Chapter 2 Prepare data

2.1 Load data

Load the original data files outputted by the bioinformatic pipeline.

2.1.1 Sample metadata

sample_metadata <- read_tsv("resources/metadata.tsv")

2.1.2 Read counts

read_counts <- read_tsv("resources/coverm/genome.count.tsv.xz") %>%
    rename(genome=1)

2.1.3 Genome base hits

genome_hits <- read_tsv("resources/coverm/genome.covered_bases.tsv.xz") %>%
    rename(genome=1)

2.1.4 Genome taxonomy

genome_taxonomy <- read_tsv("resources/gtdbtk/gtdbtk.summary.tsv.xz") %>%
  select(mag_id = user_genome, classification) %>%
  separate(
    classification,
    into = c("domain", "phylum", "class", "order", "family", "genus", "species"),
    sep = ";") %>%
    rename(genome=1)

2.1.5 Genome quality

genome_quality <- read_tsv("resources/checkm2/quality_report.tsv.xz") %>%
  select(
    genome = Name, 
    completeness = Completeness, 
    contamination = Contamination,
    length = Genome_Size, 
    gc = GC_Content
  )

2.1.6 Genome tree

genome_tree <- read_tree("resources/gtdbtk/gtdbtk.backbone.bac120.classify.tree")
genome_tree$tip.label <- str_replace_all(genome_tree$tip.label,"'", "") #remove single quotes in MAG names
genome_tree <- keep.tip(genome_tree, tip=genome_taxonomy$genome) # keep only MAG tips

2.1.7 Genome annotations

genome_annotations <- read_tsv("resources/dram/annotations.tsv.xz") %>%
    rename(gene=1, genome=2, contig=3)

2.2 Create working objects

Transform the original data files into working objects for downstream analyses.

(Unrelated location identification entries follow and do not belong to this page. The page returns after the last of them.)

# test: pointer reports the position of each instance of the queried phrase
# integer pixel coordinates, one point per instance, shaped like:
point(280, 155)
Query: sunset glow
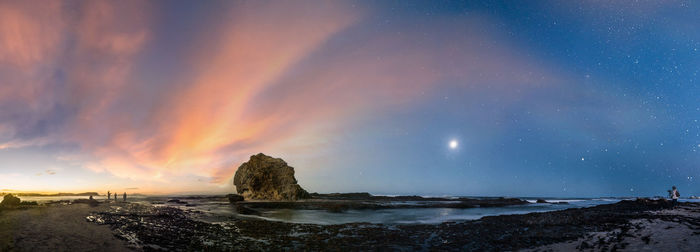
point(164, 97)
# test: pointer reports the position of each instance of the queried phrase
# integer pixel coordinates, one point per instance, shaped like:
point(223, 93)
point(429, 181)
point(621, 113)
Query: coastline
point(636, 225)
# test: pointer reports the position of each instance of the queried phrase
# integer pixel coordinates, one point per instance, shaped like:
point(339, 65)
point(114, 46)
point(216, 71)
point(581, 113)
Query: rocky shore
point(154, 228)
point(340, 202)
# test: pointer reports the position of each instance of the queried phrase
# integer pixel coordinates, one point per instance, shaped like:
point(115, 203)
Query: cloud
point(263, 77)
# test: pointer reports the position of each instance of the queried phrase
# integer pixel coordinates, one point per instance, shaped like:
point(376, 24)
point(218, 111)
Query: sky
point(487, 98)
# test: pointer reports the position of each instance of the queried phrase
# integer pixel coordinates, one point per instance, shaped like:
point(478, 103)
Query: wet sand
point(55, 228)
point(636, 225)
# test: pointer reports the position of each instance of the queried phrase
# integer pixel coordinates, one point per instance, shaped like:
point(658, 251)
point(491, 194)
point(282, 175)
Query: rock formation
point(267, 178)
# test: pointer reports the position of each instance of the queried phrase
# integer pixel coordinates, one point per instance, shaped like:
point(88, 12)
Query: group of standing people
point(109, 196)
point(674, 195)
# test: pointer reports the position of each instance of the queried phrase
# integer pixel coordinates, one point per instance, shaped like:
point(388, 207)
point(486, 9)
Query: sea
point(217, 209)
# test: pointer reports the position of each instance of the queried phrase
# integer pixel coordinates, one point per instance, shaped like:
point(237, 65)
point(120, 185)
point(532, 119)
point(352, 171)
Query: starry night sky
point(545, 98)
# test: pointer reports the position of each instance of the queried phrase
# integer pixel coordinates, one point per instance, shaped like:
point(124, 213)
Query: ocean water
point(217, 210)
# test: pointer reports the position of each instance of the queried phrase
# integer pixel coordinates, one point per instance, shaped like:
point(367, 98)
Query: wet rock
point(234, 198)
point(10, 200)
point(177, 201)
point(166, 229)
point(91, 202)
point(267, 178)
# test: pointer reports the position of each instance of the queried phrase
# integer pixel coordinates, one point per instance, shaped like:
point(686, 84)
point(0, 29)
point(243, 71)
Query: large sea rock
point(267, 178)
point(10, 200)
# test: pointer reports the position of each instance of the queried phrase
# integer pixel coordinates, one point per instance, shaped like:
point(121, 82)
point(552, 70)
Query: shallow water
point(216, 210)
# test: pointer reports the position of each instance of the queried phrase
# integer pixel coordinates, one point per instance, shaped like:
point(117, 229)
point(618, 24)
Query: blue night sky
point(544, 98)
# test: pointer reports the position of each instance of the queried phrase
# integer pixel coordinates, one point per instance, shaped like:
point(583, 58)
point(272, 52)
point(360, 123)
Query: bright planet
point(453, 144)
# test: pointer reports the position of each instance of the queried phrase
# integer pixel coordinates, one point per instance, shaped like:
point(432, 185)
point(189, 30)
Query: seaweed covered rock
point(10, 200)
point(234, 198)
point(267, 178)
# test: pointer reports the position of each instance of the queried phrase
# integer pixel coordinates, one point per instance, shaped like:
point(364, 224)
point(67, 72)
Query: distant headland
point(29, 194)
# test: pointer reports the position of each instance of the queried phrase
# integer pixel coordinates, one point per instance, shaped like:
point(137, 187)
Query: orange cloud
point(262, 78)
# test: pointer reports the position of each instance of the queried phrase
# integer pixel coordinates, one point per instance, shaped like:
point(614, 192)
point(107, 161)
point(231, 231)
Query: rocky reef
point(165, 228)
point(267, 178)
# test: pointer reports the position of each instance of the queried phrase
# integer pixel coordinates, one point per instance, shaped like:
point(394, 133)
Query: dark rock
point(91, 202)
point(234, 198)
point(10, 200)
point(267, 178)
point(241, 209)
point(177, 201)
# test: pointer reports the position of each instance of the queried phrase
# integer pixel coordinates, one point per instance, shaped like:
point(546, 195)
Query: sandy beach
point(56, 227)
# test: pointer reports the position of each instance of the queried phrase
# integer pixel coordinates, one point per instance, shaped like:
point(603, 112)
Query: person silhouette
point(674, 195)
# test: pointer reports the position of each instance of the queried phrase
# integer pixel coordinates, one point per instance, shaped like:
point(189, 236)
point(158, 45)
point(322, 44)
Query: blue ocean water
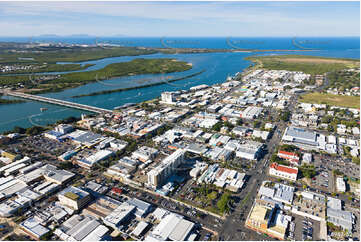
point(217, 67)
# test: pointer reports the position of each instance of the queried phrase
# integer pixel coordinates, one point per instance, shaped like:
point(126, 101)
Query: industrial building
point(119, 215)
point(74, 197)
point(158, 175)
point(33, 228)
point(82, 228)
point(300, 137)
point(171, 227)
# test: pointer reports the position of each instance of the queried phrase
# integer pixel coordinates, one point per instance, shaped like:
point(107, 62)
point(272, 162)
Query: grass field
point(309, 64)
point(330, 99)
point(75, 54)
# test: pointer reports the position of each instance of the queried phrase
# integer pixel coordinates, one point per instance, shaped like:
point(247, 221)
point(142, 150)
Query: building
point(142, 208)
point(250, 150)
point(158, 175)
point(74, 197)
point(307, 158)
point(33, 228)
point(139, 230)
point(145, 153)
point(121, 214)
point(340, 184)
point(172, 227)
point(300, 137)
point(290, 156)
point(269, 220)
point(342, 218)
point(95, 158)
point(64, 128)
point(279, 192)
point(102, 207)
point(251, 112)
point(168, 97)
point(53, 174)
point(82, 228)
point(284, 172)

2.2.1 Merge genome taxonomy and quality

genome_metadata <- genome_taxonomy %>%
  left_join(genome_quality,by=join_by(genome==genome)) #join quality

2.2.2 Calculate genome coverage

genome_coverage <- genome_hits %>%
  mutate(across(where(is.numeric), ~ ./genome_metadata$length))

2.2.3 Filter reads by coverage

min_coverage=0.3
read_counts_filt <- genome_coverage %>%
  mutate(across(where(is.numeric), ~ ifelse(. > min_coverage, 1, 0))) %>%
  mutate(across(-1, ~ . * read_counts[[cur_column()]]))

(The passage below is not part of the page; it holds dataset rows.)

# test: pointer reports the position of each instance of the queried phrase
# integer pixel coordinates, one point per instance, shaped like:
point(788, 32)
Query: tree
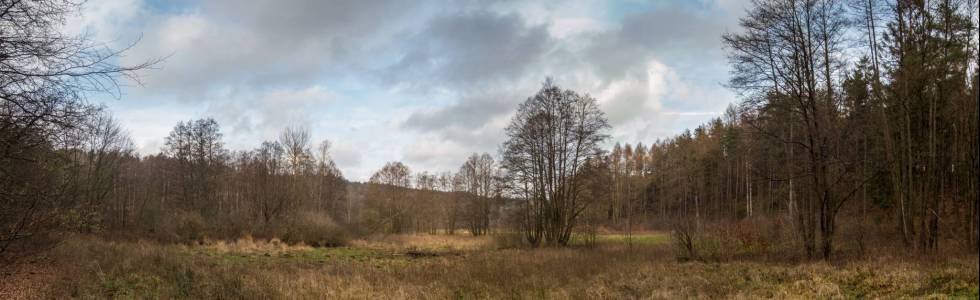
point(389, 198)
point(45, 77)
point(788, 57)
point(200, 158)
point(478, 177)
point(549, 140)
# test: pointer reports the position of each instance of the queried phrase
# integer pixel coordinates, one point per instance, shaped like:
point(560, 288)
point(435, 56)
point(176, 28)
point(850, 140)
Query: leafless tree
point(549, 140)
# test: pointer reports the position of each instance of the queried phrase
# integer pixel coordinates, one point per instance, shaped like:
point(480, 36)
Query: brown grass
point(469, 267)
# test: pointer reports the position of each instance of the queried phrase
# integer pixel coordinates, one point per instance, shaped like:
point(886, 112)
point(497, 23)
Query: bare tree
point(549, 140)
point(44, 78)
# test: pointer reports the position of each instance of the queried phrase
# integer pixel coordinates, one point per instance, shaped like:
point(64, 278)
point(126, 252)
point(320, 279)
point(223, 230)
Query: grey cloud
point(267, 43)
point(469, 112)
point(470, 48)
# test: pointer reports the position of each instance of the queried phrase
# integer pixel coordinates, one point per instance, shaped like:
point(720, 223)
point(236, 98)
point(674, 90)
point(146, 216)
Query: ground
point(440, 267)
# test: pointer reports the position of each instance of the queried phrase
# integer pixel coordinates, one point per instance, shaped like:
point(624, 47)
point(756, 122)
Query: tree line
point(856, 117)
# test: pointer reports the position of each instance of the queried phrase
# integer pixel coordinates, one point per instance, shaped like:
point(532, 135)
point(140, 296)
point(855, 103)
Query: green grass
point(259, 270)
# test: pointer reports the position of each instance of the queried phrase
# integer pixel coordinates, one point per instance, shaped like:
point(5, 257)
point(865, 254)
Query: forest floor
point(440, 267)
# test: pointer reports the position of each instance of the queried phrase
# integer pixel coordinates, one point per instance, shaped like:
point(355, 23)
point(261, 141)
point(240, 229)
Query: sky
point(423, 82)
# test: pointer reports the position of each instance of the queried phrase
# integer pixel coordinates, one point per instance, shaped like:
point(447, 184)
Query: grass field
point(441, 267)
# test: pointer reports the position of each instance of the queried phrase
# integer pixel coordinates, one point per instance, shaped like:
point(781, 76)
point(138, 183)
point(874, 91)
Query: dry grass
point(468, 267)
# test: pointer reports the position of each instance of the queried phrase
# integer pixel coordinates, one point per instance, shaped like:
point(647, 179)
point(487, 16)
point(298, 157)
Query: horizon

2.2.4 Transform reads into genome counts

readlength=150
genome_counts <- read_counts %>%
  mutate(across(where(is.numeric), ~ . / (genome_metadata$length / readlength) ))
readlength=150
genome_counts_filt <- read_counts_filt %>%
  mutate(across(where(is.numeric), ~ . / (genome_metadata$length / readlength) ))

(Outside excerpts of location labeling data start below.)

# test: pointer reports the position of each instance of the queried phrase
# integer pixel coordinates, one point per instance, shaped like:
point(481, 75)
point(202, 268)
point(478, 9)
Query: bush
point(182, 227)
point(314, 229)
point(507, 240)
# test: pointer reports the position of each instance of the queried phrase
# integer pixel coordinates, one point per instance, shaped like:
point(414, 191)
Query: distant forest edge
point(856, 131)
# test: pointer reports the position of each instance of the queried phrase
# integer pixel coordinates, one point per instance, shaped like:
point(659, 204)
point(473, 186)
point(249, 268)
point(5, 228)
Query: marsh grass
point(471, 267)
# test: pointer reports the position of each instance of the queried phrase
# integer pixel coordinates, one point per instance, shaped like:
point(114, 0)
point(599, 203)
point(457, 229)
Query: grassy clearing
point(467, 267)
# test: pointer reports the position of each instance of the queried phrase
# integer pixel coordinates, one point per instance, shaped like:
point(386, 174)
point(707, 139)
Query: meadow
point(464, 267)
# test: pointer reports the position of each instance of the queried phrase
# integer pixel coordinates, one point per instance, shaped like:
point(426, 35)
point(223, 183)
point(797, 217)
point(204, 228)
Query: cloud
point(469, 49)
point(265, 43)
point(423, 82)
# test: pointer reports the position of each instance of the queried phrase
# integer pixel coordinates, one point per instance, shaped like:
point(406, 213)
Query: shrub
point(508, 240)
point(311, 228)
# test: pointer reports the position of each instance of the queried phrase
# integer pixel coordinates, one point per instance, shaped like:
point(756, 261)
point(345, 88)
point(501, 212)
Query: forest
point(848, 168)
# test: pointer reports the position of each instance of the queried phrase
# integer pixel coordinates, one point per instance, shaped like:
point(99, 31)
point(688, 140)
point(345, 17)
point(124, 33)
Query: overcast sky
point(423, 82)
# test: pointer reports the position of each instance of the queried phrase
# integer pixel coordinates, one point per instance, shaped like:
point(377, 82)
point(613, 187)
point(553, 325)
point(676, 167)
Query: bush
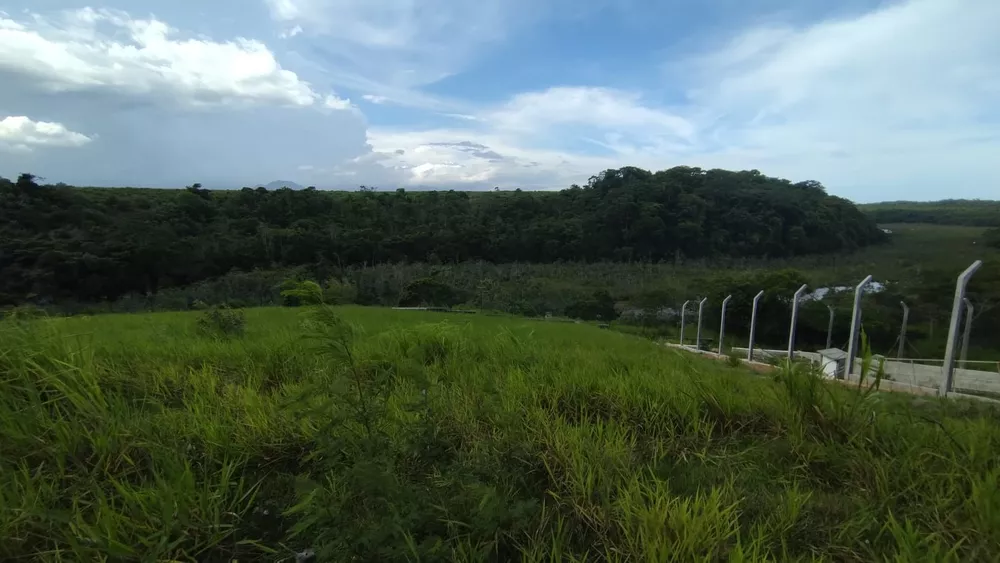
point(735, 360)
point(429, 292)
point(221, 322)
point(338, 292)
point(600, 306)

2.2.5 Distill annotations into GIFTs

genome_gifts <- distill(genome_annotations,GIFT_db,genomecol=2,annotcol=c(9,10,19), verbosity=F)

Identifiers in the annotation table: 1866 
Identifiers in the database: 1547 
Identifiers in both: 275 
Percentage of annotation table identifiers used for distillation: 14.74%
Percentage of database identifiers used for distillation: 17.78%

2.3 Load data statistics

2.3.1 Raw reads

raw_reads <-
  "resources/report/by_step/reads_data/multiqc_general_stats.txt.xz" %>%
  read_tsv() %>%
  select(
    sample = Sample,
    raw_reads = `FastQC_mqc-generalstats-fastqc-total_sequences`
  ) %>%
  mutate(
    sample = sample %>% str_remove_all("_1$") %>% str_remove_all("_2$")
  ) %>%
  summarise(raw_reads = sum(raw_reads), .by = sample)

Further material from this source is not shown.